Input Validation and Sanitization
Input Validation and Sanitization
Input validation forms the first line of defense against many common attacks. In Python, every piece of external input—whether from web forms, API calls, command-line arguments, or file uploads—must be validated before use. Python's dynamic typing means that type confusion attacks are possible if input types aren't explicitly checked. Always validate both the type and content of input data.
import re
from typing import Optional
import ipaddress
from email_validator import validate_email, EmailNotValidError
class InputValidator:
@staticmethod
def validate_username(username: str) -> str:
"""Validate username with strict rules"""

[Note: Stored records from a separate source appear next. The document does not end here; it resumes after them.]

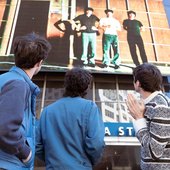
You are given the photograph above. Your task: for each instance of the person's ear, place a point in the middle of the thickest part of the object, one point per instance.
(39, 63)
(138, 83)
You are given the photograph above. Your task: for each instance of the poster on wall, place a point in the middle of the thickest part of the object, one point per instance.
(103, 42)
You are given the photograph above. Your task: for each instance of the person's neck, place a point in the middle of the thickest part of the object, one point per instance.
(88, 15)
(145, 94)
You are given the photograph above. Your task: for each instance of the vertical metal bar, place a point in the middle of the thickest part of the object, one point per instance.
(43, 92)
(13, 27)
(151, 31)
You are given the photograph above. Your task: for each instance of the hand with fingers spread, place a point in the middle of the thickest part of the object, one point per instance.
(136, 107)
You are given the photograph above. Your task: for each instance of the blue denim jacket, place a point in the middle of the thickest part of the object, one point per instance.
(70, 134)
(17, 119)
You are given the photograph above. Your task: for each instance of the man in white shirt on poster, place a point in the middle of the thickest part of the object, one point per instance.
(110, 26)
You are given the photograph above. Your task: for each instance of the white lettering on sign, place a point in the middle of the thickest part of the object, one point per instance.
(107, 131)
(120, 131)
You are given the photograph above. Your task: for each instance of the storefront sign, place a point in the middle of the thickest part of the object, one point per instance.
(119, 129)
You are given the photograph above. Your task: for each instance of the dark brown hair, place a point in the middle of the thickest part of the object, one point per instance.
(149, 77)
(30, 49)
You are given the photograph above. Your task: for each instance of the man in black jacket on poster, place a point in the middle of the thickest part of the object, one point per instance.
(133, 28)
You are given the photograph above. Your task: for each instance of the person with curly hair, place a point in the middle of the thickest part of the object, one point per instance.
(70, 134)
(17, 103)
(151, 117)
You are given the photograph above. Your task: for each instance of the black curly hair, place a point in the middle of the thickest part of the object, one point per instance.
(149, 77)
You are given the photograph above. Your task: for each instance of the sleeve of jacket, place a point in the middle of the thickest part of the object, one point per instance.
(157, 135)
(13, 101)
(40, 132)
(95, 135)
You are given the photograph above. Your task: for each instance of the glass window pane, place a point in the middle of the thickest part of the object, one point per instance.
(54, 91)
(137, 5)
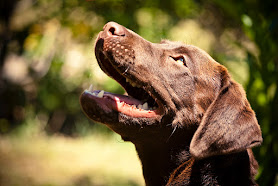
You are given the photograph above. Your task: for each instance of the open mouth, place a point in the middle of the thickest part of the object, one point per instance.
(140, 101)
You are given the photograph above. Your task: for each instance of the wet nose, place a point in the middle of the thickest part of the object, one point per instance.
(114, 29)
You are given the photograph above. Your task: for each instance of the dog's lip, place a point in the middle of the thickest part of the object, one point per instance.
(122, 104)
(127, 105)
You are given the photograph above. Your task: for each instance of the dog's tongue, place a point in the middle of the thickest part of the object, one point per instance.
(120, 103)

if not isinstance(username, str):
raise ValueError("Username must be a string")
if len(username) < 3 or len(username) > 20:
raise ValueError("Username must be between 3 and 20 characters")
# Only allow alphanumeric characters and underscores
if not re.match(r'^[a-zA-Z0-9_]+$', username):
raise ValueError("Username can only contain letters, numbers, and underscores")

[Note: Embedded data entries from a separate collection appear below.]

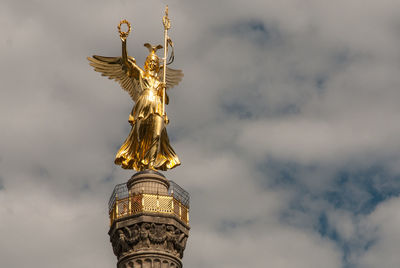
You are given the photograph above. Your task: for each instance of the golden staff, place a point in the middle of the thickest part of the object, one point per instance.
(167, 25)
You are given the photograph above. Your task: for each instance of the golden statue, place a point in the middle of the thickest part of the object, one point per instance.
(147, 145)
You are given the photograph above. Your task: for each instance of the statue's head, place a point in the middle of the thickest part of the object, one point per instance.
(152, 63)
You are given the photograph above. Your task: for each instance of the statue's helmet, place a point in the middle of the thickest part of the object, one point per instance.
(152, 62)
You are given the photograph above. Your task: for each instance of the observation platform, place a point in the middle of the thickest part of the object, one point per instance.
(136, 198)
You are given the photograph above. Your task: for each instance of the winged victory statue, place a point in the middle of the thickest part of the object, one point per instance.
(147, 145)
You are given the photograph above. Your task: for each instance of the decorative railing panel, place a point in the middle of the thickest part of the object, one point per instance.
(139, 203)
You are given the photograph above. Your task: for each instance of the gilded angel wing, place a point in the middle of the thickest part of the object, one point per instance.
(114, 68)
(173, 76)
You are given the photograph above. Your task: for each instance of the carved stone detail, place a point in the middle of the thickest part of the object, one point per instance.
(148, 236)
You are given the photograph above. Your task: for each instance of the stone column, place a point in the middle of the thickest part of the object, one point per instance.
(149, 239)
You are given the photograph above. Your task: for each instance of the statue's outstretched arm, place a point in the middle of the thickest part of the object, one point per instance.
(129, 62)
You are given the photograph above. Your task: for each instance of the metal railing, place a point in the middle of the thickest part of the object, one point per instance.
(122, 204)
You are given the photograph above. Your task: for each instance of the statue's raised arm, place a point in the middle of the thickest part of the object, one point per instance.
(122, 69)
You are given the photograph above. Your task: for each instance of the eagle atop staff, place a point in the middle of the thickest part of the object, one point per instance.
(147, 145)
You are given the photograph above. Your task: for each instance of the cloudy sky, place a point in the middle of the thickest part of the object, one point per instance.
(286, 122)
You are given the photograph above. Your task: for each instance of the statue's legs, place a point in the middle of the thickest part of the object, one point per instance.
(156, 125)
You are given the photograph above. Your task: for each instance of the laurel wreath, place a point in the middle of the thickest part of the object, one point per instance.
(121, 33)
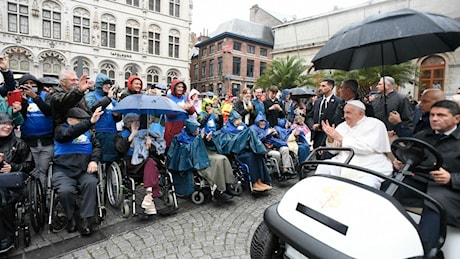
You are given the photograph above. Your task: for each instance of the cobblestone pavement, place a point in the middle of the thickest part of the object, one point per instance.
(212, 230)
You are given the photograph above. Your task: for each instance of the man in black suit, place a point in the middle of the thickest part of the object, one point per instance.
(325, 108)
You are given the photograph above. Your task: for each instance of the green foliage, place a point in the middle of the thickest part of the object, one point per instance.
(285, 73)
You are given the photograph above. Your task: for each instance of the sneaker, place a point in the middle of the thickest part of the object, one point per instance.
(220, 195)
(148, 205)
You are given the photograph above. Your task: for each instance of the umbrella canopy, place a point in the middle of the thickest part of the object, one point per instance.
(388, 39)
(302, 92)
(147, 104)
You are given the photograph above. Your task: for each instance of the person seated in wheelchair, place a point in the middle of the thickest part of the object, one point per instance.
(368, 138)
(277, 148)
(137, 147)
(15, 156)
(295, 138)
(215, 168)
(235, 138)
(76, 155)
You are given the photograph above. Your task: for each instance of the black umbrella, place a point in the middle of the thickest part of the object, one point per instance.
(302, 92)
(387, 39)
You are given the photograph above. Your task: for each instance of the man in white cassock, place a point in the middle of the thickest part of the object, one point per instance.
(368, 138)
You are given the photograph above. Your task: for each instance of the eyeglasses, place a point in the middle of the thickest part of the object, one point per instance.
(7, 124)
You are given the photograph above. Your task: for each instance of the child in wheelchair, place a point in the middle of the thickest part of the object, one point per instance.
(15, 157)
(137, 151)
(76, 156)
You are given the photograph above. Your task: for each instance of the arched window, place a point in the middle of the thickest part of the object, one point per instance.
(153, 76)
(172, 75)
(108, 31)
(52, 63)
(81, 65)
(51, 20)
(432, 73)
(81, 26)
(132, 36)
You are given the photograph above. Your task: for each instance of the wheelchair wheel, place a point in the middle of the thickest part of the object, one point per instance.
(238, 189)
(36, 205)
(198, 197)
(125, 209)
(26, 236)
(114, 185)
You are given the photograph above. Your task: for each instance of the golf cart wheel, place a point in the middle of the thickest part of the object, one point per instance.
(198, 197)
(265, 244)
(125, 209)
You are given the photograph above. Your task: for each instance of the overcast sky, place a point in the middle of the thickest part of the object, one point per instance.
(208, 14)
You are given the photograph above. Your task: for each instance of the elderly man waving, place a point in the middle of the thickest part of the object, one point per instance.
(367, 137)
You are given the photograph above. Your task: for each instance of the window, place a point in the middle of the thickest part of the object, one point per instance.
(219, 66)
(109, 70)
(250, 69)
(154, 43)
(211, 68)
(81, 27)
(132, 39)
(236, 66)
(237, 46)
(171, 76)
(263, 52)
(174, 8)
(18, 18)
(173, 47)
(203, 69)
(195, 71)
(52, 24)
(154, 5)
(263, 66)
(153, 76)
(133, 2)
(432, 73)
(108, 32)
(251, 49)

# Prevent SQL injection attempts
sql_keywords = ['DROP', 'DELETE', 'INSERT', 'UPDATE', 'SELECT', 'UNION']
if any(keyword in username.upper() for keyword in sql_keywords):
raise ValueError("Username contains invalid keywords")
return username.strip()
@staticmethod
def validate_email_address(email: str) -> str:
"""Validate email with proper library"""
try:
# This performs comprehensive validation
valid = validate_email(email)
return valid.email
except EmailNotValidError as e:
raise ValueError(f"Invalid email: {str(e)}")
@staticmethod
def validate_ip_address(ip: str) -> str:
"""Validate IP address format"""
try:
# This validates both IPv4 and IPv6
ip_obj = ipaddress.ip_address(ip)
# Additional check for private/reserved IPs if needed
if ip_obj.is_private:
raise ValueError("Private IP addresses not allowed")
return str(ip_obj)
except ValueError:
raise ValueError("Invalid IP address format")
@staticmethod
def sanitize_html_input(html: str) -> str:
"""Sanitize HTML input to prevent XSS"""
import bleach
# Define allowed tags and attributes
allowed_tags = ['p', 'br', 'strong', 'em', 'u', 'i', 'b']
allowed_attributes = {}
# Clean the HTML
cleaned = bleach.clean(
html,
tags=allowed_tags,
attributes=allowed_attributes,
strip=True
)
return cleaned